Is it correct to say that when a Spring context hierarchy is closed, there is no guaranteed order in which the beans will be destroyed? E.g. the beans in the child context will be destroyed before the parent context. From a minimal example the destruction of the contexts seems to be totally uncoordinated between the contexts (oddly enough).

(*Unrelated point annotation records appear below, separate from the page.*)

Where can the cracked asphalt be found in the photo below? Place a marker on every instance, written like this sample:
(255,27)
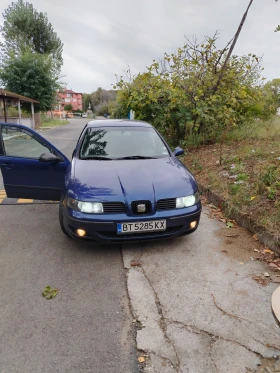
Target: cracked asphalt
(198,308)
(192,301)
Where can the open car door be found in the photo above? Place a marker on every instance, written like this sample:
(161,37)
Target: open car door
(31,166)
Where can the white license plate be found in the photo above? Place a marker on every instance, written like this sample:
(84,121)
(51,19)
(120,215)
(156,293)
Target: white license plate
(141,226)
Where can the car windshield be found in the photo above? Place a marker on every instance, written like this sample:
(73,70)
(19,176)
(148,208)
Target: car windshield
(113,143)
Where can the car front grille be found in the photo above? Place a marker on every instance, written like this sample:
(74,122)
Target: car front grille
(148,207)
(114,235)
(166,204)
(113,207)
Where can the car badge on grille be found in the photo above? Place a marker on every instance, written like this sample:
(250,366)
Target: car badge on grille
(141,208)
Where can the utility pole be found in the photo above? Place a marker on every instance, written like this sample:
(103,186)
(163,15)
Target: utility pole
(232,46)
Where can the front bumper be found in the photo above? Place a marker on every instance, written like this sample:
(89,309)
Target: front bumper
(105,230)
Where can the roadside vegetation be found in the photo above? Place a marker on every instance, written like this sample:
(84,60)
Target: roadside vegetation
(53,123)
(228,126)
(245,170)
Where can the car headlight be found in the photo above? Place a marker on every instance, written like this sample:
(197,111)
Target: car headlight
(187,201)
(86,207)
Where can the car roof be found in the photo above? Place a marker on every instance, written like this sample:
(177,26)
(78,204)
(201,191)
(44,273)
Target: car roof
(118,123)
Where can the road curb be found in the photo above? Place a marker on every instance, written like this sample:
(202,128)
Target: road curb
(269,239)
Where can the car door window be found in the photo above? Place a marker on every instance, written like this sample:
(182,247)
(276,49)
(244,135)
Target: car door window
(20,143)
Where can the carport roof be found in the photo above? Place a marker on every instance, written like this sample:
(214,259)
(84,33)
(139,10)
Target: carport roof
(11,95)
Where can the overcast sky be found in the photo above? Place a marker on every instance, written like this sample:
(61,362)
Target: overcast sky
(102,37)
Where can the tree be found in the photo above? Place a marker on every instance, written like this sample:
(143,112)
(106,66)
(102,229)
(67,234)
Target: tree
(31,54)
(87,101)
(68,107)
(30,75)
(25,28)
(177,94)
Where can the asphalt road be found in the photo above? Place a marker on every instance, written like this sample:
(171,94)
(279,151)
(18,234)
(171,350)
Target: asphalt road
(202,302)
(87,327)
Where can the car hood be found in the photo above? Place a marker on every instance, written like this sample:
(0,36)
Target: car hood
(130,180)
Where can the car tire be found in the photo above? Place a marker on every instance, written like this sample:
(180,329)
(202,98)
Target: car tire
(60,214)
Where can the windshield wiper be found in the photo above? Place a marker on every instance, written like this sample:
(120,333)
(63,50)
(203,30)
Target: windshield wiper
(135,157)
(97,158)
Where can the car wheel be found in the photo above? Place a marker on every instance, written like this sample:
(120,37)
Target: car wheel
(61,220)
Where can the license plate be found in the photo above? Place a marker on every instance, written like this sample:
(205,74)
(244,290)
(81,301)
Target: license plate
(141,226)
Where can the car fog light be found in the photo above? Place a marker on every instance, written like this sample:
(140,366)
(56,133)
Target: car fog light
(81,232)
(193,224)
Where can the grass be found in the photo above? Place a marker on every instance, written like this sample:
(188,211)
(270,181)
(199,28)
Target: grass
(245,170)
(54,123)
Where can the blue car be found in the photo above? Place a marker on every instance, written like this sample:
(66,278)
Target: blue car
(123,183)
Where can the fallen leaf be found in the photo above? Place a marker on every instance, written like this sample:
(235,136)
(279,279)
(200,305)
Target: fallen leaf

Both contexts registers a shutdown hook which later will be executed in different threads.
@RunWith(SpringJUnit4ClassRunner.class)
@ContextHierarchy({
@ContextConfiguration(classes = {ATest.Root.class}),
@ContextConfiguration(classes = {ATest.Child.class})
})
public class ATest {
@Test
public void contextTest() {
}
public static class Root {
@Bean
Foo foo() {
return new Foo();
}
}
public static class Child {
@Bean
Bar bar() {
return new Bar();
}
}
static class Foo {
Logger logger = LoggerFactory.getLogger(Foo.class);
volatile boolean destroyed;
@PostConstruct
void setup() {
logger.info("foo setup");
}
@PreDestroy
void destroy() {
destroyed = true;
logger.info("foo destroy");
}
}
static class Bar {
@Autowired
Foo foo;
Logger logger = LoggerFactory.getLogger(Bar.class);
@PostConstruct
void setup() {
logger.info("bar setup with foo = {}", foo);
}
@PreDestroy
void destroy() {
logger.info("bar destroy, foo is destroyed={}", foo.destroyed);
}
}
}
Gives the output:
21:38:53.287 [Test worker] INFO ATest$Foo - foo setup
21:38:53.327 [Test worker] INFO ATest$Bar - bar setup with foo = com.tango.citrine.spring.ATest$Foo@2458117b
21:38:53.363 [Thread-4] INFO ATest$Foo - foo destroy
21:38:53.364 [Thread-5] INFO ATest$Bar - bar destroy, foo is destroyed=true
Is there any way to force the contexts to be closed in the "correct" order?